Just be sure to do your homework. Before you sign up, ask your academic advisor if it will transfer credit, says Smith of StraighterLine.
Be cautious
If an online college course or degree is what you want, make sure you’re picking a good program. For several months the federal government has scrutinized for-profit colleges, many of which run online programs. Lawmakers have questioned whether these schools give students a good education. But most people don’t care if you earned college credit on your computer or in a classroom as long as you’ve learned what you’re supposed to, says Richard Pokrass, spokesman for the Middle States Commission on Higher Education. Some online programs are better than others—and some are run by schools that have dorms and football teams.
“Not all are bad and not all are good,” says Brianna Bates of the Distance Education and Training Council. “You just have to do your research.”
SHOULD YOU TAKE THAT ONLINE CLASS?
Whether you’re earning your degree online or just taking one class, make sure the school offering it has been accredited, says Brianna Bates, information and accounts specialist for the Distance Education and Training Council.

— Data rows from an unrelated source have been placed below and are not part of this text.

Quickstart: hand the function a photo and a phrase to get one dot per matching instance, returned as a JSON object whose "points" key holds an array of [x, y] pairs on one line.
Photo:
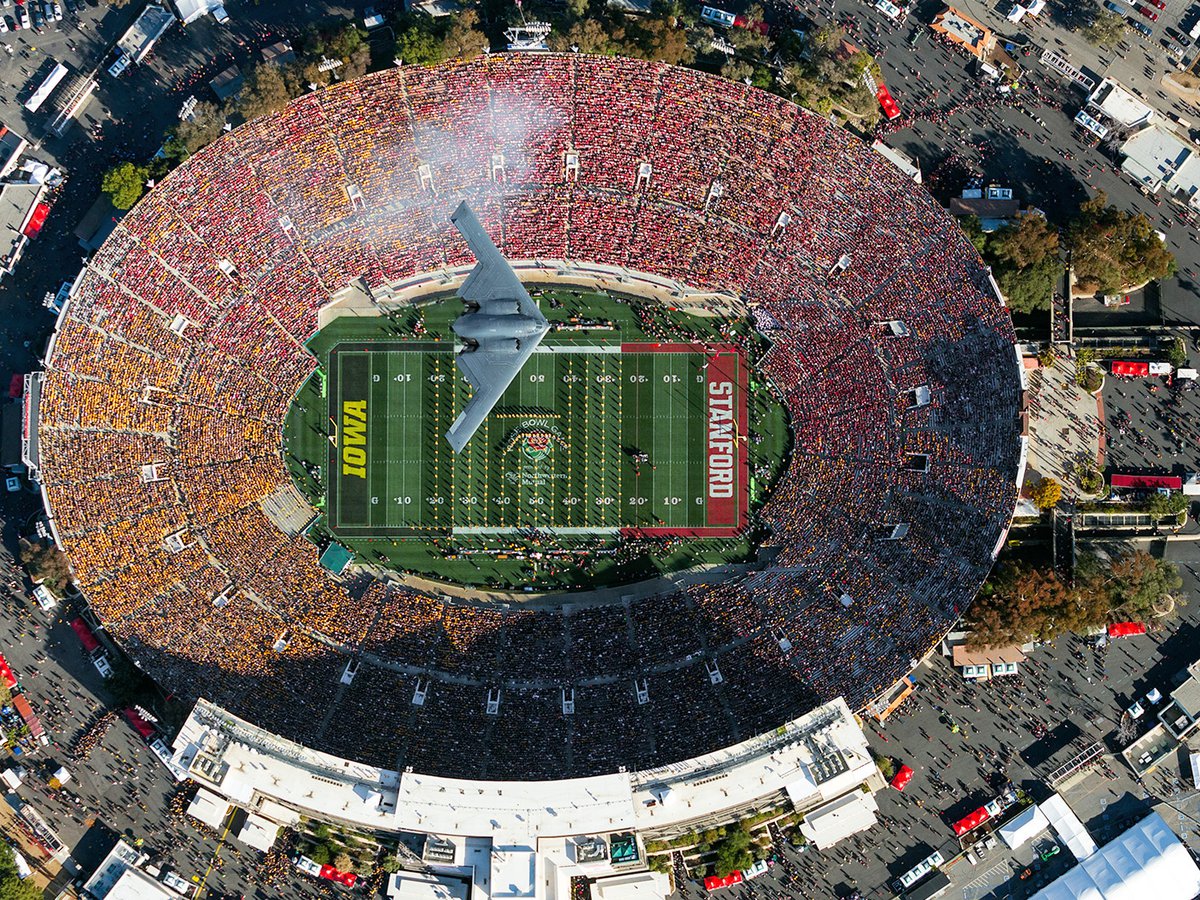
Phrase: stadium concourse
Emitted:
{"points": [[181, 348]]}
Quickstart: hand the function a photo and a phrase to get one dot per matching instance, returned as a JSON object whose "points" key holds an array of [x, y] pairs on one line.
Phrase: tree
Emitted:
{"points": [[1113, 249], [1047, 493], [1105, 30], [1140, 585], [46, 563], [463, 40], [11, 885], [588, 36], [125, 184], [265, 91], [737, 70], [660, 40], [732, 852], [1025, 603], [205, 126], [419, 47], [1027, 289], [1025, 241]]}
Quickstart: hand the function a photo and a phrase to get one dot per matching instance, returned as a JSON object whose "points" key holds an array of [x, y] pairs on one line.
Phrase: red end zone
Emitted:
{"points": [[727, 471]]}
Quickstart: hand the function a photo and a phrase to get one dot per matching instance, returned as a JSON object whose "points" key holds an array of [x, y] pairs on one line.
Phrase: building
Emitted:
{"points": [[1146, 861], [144, 33], [960, 29], [1157, 157], [1120, 105], [527, 839]]}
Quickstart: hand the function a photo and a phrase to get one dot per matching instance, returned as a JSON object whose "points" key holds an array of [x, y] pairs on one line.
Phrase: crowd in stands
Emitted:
{"points": [[184, 346]]}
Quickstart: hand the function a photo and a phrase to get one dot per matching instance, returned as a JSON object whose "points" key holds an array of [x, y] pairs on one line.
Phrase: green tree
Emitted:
{"points": [[1107, 29], [737, 70], [1047, 493], [205, 126], [588, 36], [1025, 603], [1113, 249], [11, 886], [125, 184], [1025, 241], [265, 91], [463, 40], [659, 40], [1140, 585], [1027, 289], [46, 563], [732, 852], [419, 47]]}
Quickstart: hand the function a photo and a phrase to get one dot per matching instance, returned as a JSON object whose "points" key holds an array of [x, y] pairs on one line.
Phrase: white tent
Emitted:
{"points": [[839, 819], [209, 808], [1147, 861], [1068, 827], [1024, 828]]}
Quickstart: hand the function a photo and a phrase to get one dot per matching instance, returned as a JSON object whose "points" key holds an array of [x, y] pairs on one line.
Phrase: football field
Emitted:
{"points": [[587, 439]]}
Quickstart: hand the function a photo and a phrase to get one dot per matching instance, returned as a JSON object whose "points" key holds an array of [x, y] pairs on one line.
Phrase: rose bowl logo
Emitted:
{"points": [[537, 444]]}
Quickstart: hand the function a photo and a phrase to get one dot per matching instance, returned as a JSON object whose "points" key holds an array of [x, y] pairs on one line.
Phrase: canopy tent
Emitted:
{"points": [[1023, 828], [1146, 861], [209, 808], [839, 819], [1131, 369], [971, 821], [1068, 827], [1125, 629]]}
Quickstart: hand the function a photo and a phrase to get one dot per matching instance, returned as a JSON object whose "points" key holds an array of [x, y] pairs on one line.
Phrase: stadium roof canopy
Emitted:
{"points": [[1147, 861]]}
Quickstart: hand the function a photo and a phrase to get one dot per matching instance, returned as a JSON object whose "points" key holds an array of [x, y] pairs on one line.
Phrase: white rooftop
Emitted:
{"points": [[258, 833], [1146, 861], [136, 885], [1158, 157], [1120, 105], [419, 886], [640, 886], [839, 819], [209, 808]]}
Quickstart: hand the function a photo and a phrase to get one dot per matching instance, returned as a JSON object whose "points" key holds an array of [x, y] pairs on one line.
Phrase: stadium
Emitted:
{"points": [[160, 419]]}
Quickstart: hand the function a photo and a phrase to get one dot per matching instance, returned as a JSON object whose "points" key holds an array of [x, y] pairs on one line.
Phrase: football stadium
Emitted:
{"points": [[775, 373]]}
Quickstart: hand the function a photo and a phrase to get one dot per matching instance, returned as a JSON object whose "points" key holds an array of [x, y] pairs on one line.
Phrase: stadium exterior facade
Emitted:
{"points": [[183, 343]]}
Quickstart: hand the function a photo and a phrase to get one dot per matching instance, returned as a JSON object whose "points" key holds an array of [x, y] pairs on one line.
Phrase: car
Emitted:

Basically, accreditation is a long process that verifies a college as legitimate. If a college isn’t accredited, the government won’t give you financial aid. Here’s how to see if a college is accredited:
• Search for the school on the U.S. Department of Education website (www.ope.ed.gov/accreditation)
• Double-check with the Council for Higher Education Accreditation (www.chea.org)
• Go to the accrediting agency’s website and make sure the college is listed.